/ 25 November 2011

The embarrassment that is Europe now

This has not been a great week to be South African as a once-proud liberation movement rushed into law a Secrecy Bill that it had said would be held back pending more discussion and debate.

But what exactly does it mean to be European right now? Jason Manolopoulos, in Greece’s Odious Debt, says European Union banks and authorities colluded for a decade in the illusion that lending huge sums to peripheral eurozone countries was safe.

Manolopoulos quotes deceased tycoon Aristotle Onassis: “To be successful, keep looking tanned, live in an elegant building (even if you’re in the cellar), be seen in smart restaurants (even if you nurse one drink) and if you borrow, borrow big.”

There has been both big borrowing and big lending in Europe. But the day of reckoning, when the tab has to be settled, is drawing nearer.

These are strange times. A few weeks ago the entire global financial system was apparently imperilled because George Papandreou, then Greece’s prime minister, unilaterally decided to hold a referendum among Greeks on whether they should accept the EU bail-out. How could he be so irresponsible, indignant critics everywhere wanted to know?

In Greece and Italy, in quick succession, technocratic Cabinets were brought in to fix what the politicians had broken. The change was both quick and mysterious. In Italy’s case, Silvio Berlusconi was prime minister one day and gone the next. But maybe not. A television clip had him announcing his resignation but saying he was still the head of the majority party in Parliament.

There have been increasingly desperate attempts to create a big fix. British Prime Minister David Cameron flew in to implore German Chancellor Angela Merkel to support calls for the European Central Bank to buy debt as fast as the Europeans could make it. But Merkel was having none of it, telling Cameron that the individual eurozone members had to get their own houses in order.

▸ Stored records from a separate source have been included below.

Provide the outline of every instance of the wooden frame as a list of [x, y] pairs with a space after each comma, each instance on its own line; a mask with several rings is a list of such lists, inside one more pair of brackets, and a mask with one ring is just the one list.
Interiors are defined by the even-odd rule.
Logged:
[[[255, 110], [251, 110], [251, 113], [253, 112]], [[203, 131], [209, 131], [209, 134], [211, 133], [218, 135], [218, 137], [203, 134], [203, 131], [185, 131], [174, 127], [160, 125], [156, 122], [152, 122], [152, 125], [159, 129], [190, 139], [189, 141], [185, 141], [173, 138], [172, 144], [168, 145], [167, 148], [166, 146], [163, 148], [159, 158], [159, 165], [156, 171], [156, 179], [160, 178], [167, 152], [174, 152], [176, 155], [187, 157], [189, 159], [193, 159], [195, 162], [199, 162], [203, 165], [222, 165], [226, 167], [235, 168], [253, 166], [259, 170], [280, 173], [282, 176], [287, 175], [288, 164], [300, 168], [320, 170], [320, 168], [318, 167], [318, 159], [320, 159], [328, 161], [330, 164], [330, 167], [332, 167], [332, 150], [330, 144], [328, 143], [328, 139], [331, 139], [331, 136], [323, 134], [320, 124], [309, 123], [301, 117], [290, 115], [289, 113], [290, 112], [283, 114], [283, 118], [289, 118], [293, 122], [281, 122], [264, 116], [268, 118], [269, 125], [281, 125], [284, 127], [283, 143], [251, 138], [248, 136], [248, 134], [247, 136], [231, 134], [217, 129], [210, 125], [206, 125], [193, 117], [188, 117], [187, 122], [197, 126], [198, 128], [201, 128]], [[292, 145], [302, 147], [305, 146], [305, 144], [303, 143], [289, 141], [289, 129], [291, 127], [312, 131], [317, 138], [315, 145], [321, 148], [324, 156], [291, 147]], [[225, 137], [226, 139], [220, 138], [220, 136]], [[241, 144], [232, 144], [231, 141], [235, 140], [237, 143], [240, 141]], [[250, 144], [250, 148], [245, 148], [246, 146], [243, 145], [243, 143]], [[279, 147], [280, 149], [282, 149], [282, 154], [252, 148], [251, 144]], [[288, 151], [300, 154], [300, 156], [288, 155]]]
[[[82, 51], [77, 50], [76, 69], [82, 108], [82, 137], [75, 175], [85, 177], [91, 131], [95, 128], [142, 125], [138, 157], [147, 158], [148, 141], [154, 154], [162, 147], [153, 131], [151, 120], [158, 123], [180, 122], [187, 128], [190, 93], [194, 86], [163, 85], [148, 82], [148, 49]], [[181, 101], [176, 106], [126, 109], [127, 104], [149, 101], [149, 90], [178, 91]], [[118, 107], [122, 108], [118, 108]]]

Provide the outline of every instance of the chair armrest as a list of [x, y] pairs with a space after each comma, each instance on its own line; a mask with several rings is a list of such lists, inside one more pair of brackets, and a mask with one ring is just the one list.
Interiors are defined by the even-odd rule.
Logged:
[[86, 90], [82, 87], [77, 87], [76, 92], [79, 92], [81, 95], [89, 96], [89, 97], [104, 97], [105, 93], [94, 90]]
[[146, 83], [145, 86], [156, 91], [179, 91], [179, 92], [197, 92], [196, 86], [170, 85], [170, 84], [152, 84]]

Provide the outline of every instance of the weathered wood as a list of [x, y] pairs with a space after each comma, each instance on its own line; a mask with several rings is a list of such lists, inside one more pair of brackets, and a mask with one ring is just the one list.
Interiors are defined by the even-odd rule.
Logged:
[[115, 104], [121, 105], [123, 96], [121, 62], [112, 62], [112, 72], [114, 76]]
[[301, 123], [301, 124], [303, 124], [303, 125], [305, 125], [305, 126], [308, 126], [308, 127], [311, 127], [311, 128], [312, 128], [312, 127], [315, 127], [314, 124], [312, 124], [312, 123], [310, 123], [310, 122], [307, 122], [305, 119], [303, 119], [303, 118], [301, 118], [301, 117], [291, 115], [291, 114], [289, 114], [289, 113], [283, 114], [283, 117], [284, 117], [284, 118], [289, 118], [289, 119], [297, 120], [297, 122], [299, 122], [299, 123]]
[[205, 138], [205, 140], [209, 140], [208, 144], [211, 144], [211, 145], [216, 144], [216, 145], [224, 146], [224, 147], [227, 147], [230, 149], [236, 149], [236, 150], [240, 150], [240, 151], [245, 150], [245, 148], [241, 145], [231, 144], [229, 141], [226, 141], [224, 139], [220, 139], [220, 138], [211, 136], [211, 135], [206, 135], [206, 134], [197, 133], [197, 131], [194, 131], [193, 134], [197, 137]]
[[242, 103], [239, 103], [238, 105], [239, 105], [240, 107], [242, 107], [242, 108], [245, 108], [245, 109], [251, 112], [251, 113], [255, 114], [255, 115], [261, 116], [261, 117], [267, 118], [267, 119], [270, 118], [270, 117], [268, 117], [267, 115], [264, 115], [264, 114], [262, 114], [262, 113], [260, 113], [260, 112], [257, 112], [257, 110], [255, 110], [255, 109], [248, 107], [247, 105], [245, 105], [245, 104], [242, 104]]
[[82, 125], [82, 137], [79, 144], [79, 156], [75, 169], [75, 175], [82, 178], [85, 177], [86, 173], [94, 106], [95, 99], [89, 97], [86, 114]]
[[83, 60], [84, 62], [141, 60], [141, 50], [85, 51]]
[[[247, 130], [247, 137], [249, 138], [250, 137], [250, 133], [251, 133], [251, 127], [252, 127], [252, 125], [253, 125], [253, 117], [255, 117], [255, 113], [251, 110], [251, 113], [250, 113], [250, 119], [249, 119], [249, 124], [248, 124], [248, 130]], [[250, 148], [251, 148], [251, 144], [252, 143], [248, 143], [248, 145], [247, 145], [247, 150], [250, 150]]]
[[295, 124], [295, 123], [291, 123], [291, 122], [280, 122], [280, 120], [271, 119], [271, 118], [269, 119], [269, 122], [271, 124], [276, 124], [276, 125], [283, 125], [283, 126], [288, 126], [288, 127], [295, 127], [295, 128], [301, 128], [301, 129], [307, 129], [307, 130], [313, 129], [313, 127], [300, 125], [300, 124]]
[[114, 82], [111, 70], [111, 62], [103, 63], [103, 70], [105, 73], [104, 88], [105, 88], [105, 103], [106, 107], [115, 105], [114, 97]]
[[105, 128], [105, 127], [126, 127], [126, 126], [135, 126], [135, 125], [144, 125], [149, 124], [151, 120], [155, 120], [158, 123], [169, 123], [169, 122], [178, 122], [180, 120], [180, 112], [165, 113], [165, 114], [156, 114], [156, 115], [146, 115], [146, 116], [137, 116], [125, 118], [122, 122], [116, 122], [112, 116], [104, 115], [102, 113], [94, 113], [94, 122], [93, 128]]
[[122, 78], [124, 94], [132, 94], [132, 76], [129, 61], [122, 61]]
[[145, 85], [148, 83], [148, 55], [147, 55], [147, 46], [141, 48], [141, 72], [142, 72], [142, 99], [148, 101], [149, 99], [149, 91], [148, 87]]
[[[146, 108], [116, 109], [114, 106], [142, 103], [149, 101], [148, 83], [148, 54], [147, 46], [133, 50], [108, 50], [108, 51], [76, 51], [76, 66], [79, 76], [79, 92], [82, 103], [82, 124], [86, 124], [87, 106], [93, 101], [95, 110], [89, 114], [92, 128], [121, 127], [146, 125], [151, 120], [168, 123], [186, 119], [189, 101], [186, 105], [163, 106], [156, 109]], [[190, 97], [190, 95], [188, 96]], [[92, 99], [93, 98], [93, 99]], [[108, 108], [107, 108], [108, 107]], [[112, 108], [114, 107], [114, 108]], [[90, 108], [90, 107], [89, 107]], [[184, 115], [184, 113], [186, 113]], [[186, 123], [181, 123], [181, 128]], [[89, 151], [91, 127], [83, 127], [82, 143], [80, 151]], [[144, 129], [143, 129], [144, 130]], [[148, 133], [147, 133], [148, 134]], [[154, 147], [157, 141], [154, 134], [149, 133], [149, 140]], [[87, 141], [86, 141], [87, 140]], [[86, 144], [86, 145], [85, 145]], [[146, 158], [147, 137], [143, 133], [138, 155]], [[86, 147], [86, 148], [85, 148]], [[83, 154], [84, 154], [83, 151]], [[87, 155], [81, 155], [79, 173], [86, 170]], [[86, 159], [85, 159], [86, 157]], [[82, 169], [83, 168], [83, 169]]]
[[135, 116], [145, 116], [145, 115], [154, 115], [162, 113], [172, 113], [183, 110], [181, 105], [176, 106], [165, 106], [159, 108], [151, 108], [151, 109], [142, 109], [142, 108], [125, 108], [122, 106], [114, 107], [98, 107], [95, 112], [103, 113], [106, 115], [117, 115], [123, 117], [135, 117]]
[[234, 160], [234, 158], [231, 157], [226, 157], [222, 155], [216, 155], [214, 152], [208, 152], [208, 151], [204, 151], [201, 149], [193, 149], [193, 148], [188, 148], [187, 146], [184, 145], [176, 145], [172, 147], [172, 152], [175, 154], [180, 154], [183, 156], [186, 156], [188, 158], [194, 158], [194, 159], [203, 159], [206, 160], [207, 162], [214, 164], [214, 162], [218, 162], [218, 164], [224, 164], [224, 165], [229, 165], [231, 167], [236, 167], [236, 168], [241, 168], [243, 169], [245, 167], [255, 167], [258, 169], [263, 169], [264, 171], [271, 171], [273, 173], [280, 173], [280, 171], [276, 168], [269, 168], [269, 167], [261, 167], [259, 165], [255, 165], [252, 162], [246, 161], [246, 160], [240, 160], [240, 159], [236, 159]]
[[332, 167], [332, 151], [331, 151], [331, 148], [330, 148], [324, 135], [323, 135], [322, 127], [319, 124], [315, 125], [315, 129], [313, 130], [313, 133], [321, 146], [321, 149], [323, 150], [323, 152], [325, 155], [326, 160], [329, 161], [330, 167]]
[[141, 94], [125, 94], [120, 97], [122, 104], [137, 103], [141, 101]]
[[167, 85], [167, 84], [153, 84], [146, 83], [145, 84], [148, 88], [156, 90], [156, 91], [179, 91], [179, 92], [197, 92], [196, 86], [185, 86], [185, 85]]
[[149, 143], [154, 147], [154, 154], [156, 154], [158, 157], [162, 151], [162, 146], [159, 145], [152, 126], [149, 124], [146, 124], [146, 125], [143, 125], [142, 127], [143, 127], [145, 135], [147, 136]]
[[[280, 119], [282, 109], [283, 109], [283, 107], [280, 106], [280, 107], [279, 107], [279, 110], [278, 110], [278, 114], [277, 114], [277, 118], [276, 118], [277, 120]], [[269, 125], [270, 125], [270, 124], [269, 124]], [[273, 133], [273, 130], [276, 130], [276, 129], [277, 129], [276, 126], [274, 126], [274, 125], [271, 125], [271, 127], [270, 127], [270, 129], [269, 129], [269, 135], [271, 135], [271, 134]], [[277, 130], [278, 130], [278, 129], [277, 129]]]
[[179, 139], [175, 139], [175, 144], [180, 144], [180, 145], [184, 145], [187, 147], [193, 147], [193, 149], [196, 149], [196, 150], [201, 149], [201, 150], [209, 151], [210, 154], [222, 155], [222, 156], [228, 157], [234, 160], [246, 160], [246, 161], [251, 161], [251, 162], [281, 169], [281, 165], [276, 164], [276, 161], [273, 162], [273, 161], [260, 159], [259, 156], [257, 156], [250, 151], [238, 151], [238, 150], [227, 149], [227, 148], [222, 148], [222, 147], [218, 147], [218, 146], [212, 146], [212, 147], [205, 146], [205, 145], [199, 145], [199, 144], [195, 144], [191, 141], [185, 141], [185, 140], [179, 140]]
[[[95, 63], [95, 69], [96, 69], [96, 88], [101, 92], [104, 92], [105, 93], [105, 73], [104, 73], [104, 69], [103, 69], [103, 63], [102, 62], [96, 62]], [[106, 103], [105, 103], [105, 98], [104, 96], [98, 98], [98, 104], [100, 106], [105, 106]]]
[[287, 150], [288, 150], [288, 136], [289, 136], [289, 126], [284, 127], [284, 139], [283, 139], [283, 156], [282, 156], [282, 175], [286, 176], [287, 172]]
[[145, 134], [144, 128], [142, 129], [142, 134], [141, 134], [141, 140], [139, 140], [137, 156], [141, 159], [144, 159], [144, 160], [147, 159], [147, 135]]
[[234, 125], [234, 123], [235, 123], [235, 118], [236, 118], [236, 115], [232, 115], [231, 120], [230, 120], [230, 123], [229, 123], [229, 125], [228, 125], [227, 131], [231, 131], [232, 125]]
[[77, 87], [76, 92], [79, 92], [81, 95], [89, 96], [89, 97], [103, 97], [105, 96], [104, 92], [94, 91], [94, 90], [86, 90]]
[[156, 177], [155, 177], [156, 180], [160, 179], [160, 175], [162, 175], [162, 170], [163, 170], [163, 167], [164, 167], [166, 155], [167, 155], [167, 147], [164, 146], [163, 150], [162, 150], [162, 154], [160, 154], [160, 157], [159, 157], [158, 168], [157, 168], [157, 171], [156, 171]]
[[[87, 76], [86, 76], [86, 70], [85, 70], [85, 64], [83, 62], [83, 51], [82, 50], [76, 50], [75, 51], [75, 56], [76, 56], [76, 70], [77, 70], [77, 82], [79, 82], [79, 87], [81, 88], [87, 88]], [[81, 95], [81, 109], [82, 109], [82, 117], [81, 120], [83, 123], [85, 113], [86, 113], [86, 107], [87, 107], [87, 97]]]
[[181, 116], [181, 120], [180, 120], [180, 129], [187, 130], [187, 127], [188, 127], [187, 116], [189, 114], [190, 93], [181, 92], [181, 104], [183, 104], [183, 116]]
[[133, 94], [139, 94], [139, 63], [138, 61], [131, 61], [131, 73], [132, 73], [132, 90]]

Then Belgium became a pig, or more accurately, a member of the Pigs (Portugal, Ireland, Greece and Spain) as its borrowing costs rocketed. Although some of these countries have technocratic leaders, Belgium has had no leader for more than 500 days and the leader apparent has just said he does not want the job.

Its leaderless government has just found out that it got its sums wrong on the Dexia bail-out deal to which it agreed. It is on the hook for much, much more than previously thought.

Brussels in mid-week announced a new plan to save the eurozone. This, as leaked to the Financial Times a few days earlier, is for a new get-tough policy on recalcitrants that do not keep their budget deficits under control. It sounds good, but the EU could equally well go and look at the Maastricht Treaty, its founding document, which sets out the fiscally prudent deficits that have been roundly ignored.

Brussels announced a new ­solution — eurobonds, European Central Bank-backed bonds underwritten by the financially strong (read: Germany). The only problem, though, is that it should really have checked with Germany before putting eurobonds up as a solution. Merkel responded by describing eurobonds as no more than collectivised debt.

Germans, by the way, love what she is doing, giving her an approval rating of 57%. Merkel, at least at this stage, is not likely to be replaced by a technocrat.

But if Greece precipitated the crisis, it was Italy that brought the eurozone — and the global economy with it — to the brink. The Italians have borrowed too much and need the Germans to bail them out. Italy’s public debt tops 120% of gross domestic product at €1.9-trillion, the highest in the eurozone. Germany’s is a relatively modest 81% of GDP, but still above the EU limit of 60%.

But, perversely, Italians are richer than Germans. Credit-Suisse says in its Global Wealth Report that the average German household has wealth (assets less debts) on a per-capita basis of $133 000; the equivalent amount for Italians is $180 000. The Germans should get a suntan. And borrow big.